To make a request to each model using .predict() - both versions accept a dictionary of format:

	"<feature_name>": np.array([<value>])
v1_p = v1.predict(dict) # [0.000062629]
v2_p = v2.predict(dict) # [[[0.00062629]]]

However, when using a model server, the format of the request differs:


  "instances": [
  "feature_1": ["a_string"],
  "feature_2": ["a_string"],
  "feature_3": [91.5],
  "feature_4": ["a_string"],
  "feature_5": ["a_string"],


  "instances": [
  "feature_1": "a_string",
  "feature_2": "a_string",
  "feature_3": 91.5,
  "feature_4": "a_string",
  "feature_5": "a_string",

I have been trying to determine why the input changes for the model server but I am missing something (likely obviously fundamental) to better understand.

  • What is the reason for the model server requiring a different input, but tensorflow accepting a numpy array for both?
  • What is the difference between a shape of (None,) and a shape of (None,1)

Google DeepMind Assist]

Welcome to the world of TensorFlow! Your question touches on some nuanced aspects of model serving and input shapes, so it’s a great learning opportunity.

Model Server Input Format Differences

The differences in input requirements between using .predict() in a notebook (or local environment) and a model server (like TensorFlow Serving) often stem from how each environment interprets and handles the data shapes and types.

  1. Local Environment (predict() method): When you use .predict() locally, TensorFlow directly interacts with the numpy arrays you provide. It’s flexible in handling shapes because the local environment can automatically adjust or infer certain dimensions. For example, if your model expects a shape of (None, 1) for its inputs, but you provide an array of shape (None,), TensorFlow can usually broadcast or reshape the data as needed without explicit instruction.
  2. Model Server: Model servers, such as TensorFlow Serving, often require more explicit and structured JSON requests. The “instances” format you mentioned is a standardized way to send requests to the server. Here, the data must be structured in a way that matches the expected input shape of the model precisely because the server might not perform the same level of automatic reshaping or inference that local execution would. This requirement for explicitness helps ensure consistency and clarity in requests, especially when dealing with complex or high-dimensional data.

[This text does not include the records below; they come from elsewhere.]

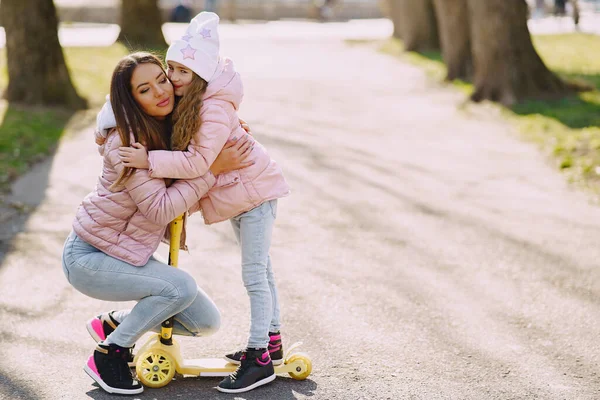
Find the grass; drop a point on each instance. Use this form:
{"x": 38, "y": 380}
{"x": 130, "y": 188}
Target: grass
{"x": 569, "y": 128}
{"x": 28, "y": 135}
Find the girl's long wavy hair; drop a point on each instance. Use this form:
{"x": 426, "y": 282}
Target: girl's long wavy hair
{"x": 130, "y": 117}
{"x": 186, "y": 117}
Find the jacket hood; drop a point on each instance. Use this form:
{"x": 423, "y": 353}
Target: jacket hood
{"x": 227, "y": 84}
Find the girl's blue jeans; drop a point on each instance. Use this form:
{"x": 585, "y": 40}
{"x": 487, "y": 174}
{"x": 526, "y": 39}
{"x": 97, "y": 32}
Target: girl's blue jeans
{"x": 253, "y": 231}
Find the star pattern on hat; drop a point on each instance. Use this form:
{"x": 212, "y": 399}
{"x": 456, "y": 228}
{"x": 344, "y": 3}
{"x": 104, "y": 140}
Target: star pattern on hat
{"x": 205, "y": 33}
{"x": 188, "y": 52}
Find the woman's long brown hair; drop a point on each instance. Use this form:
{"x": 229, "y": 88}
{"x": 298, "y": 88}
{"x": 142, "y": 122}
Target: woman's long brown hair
{"x": 130, "y": 117}
{"x": 186, "y": 117}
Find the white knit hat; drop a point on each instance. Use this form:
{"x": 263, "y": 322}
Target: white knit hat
{"x": 198, "y": 49}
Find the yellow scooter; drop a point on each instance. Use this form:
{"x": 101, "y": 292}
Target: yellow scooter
{"x": 157, "y": 361}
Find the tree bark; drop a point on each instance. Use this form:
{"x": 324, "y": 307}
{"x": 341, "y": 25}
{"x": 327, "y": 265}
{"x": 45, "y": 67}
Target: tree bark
{"x": 37, "y": 73}
{"x": 418, "y": 27}
{"x": 507, "y": 67}
{"x": 141, "y": 25}
{"x": 455, "y": 37}
{"x": 394, "y": 9}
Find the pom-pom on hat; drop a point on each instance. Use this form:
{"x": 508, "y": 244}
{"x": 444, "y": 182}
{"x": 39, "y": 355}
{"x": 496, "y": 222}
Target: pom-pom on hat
{"x": 198, "y": 49}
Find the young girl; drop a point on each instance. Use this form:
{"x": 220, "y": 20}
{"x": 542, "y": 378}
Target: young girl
{"x": 118, "y": 226}
{"x": 205, "y": 118}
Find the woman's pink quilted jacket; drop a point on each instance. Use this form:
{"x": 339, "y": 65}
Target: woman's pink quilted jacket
{"x": 235, "y": 192}
{"x": 129, "y": 221}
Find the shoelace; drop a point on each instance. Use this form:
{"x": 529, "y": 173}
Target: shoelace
{"x": 119, "y": 367}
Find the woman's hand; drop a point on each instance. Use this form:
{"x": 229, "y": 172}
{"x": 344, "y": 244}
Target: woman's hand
{"x": 233, "y": 156}
{"x": 135, "y": 156}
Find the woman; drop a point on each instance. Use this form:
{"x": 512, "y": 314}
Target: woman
{"x": 108, "y": 255}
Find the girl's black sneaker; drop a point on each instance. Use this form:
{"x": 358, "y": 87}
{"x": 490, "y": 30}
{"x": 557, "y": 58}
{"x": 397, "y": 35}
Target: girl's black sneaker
{"x": 275, "y": 350}
{"x": 108, "y": 367}
{"x": 103, "y": 325}
{"x": 256, "y": 369}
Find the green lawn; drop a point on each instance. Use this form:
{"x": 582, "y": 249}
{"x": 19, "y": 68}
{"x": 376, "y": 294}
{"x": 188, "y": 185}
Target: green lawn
{"x": 569, "y": 129}
{"x": 28, "y": 135}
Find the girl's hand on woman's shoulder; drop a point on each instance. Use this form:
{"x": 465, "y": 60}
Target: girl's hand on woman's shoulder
{"x": 234, "y": 155}
{"x": 246, "y": 127}
{"x": 135, "y": 156}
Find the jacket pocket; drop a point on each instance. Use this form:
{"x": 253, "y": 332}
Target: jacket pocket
{"x": 228, "y": 179}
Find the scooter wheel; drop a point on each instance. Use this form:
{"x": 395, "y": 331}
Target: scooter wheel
{"x": 302, "y": 366}
{"x": 155, "y": 368}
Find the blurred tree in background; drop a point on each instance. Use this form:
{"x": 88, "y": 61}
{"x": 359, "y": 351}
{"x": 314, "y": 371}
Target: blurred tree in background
{"x": 418, "y": 28}
{"x": 37, "y": 71}
{"x": 507, "y": 67}
{"x": 141, "y": 25}
{"x": 455, "y": 37}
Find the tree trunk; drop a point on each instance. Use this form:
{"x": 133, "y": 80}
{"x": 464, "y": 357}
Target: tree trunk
{"x": 418, "y": 27}
{"x": 141, "y": 25}
{"x": 393, "y": 8}
{"x": 507, "y": 66}
{"x": 455, "y": 37}
{"x": 37, "y": 73}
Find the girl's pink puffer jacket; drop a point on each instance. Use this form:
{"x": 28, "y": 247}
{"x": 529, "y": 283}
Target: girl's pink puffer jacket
{"x": 129, "y": 221}
{"x": 235, "y": 192}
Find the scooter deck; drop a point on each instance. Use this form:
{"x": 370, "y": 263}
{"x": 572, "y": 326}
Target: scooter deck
{"x": 214, "y": 367}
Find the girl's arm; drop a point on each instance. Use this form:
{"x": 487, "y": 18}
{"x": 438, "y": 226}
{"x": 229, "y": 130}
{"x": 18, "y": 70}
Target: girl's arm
{"x": 156, "y": 201}
{"x": 201, "y": 152}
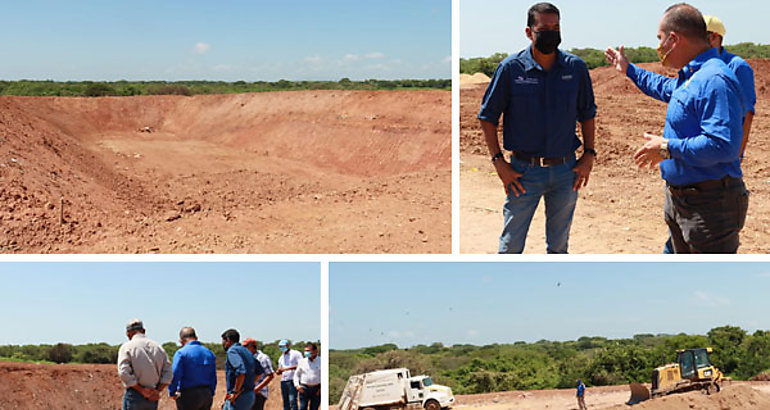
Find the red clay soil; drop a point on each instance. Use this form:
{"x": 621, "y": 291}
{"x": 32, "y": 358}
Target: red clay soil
{"x": 28, "y": 386}
{"x": 285, "y": 172}
{"x": 621, "y": 210}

Differences Between (None,) and (None, 1) Shapes

The shapes (None,) and (None, 1) might look similar but have important distinctions in how TensorFlow interprets the data:

  • (None,): This shape denotes a 1D array or vector for each feature, where None represents an unspecified batch size. This means each feature is expected as a flat array, without explicit second dimension. It’s more flexible for inputs where each feature is just a list of values without needing to be encapsulated in another array.
  • (None, 1): This shape indicates a 2D array for each feature, where the second dimension is explicitly 1. It suggests that each individual feature value should be encapsulated in an array (or list, in the case of JSON). This can be useful when your model treats each feature as a sequence or expects a certain dimensionality for each feature input.

Impact on Model Serving

  • For v1 (with input shape (None, 1)), the model server expects each feature to be encapsulated in an array, aligning with the 2D nature of the input shape.
  • For v2 (with input shape (None,)), the model server expects each feature as a single value or a flat list, reflecting the 1D nature of the input shape.

This difference in expected input format is crucial for ensuring that the data passed to the model matches its expected structure, allowing the model to correctly interpret and process the input features.

Understanding these nuances is key to effectively deploying and interacting with TensorFlow models in different environments. It’s all part of the learning process, so your inquiry is right on track!